There has been a steady stream of headlines recently about the use of Western surveillance technology by repressive regimes. After the hacktivist group Telecomix exposed the use by Syria of filtering and surveillance devices manufactured by the California-based company Blue Coat last month, the company has finally acknowledged that at least thirteen of its devices are being used by Syria.
Today, The Guardian has an amazing article titled "Governments turn to hacking techniques for surveillance of citizens." It describes the annual Intelligence Support Systems (ISS) World Americas conference, at which surveillance firms share tips on the latest "lawful interception" techniques used to spy on citizens. The companies showed little concern for how this technology can be and is being abused around the world. An excerpt:
Jerry Lucas, the president of the company behind ISS World, TeleStrategies, does not deny surveillance developers that attend his conference supply to repressive regimes. In fact, he is adamant that the manufacturers of surveillance technology, such as Gamma International, SS8 and Hacking Team, should be allowed to sell to whoever they want.
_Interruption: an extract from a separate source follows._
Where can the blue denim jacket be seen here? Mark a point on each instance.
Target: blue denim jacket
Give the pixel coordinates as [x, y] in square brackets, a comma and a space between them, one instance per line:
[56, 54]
"The surveillance that we display in our conferences, and discuss how to use, is available to any country in the world," he said. "Do some countries use this technology to suppress political statements? Yes, I would say that's probably fair to say. But who are the vendors to say that the technology is not being used for good as well as for what you would consider not so good?"
Would he be comfortable in the knowledge that regimes in Zimbabwe and North Korea were purchasing this technology from western companies? "That's just not my job to determine who's a bad country and who's a good country. That's not our business, we're not politicians … we're a for-profit company. Our business is bringing governments together who want to buy this technology."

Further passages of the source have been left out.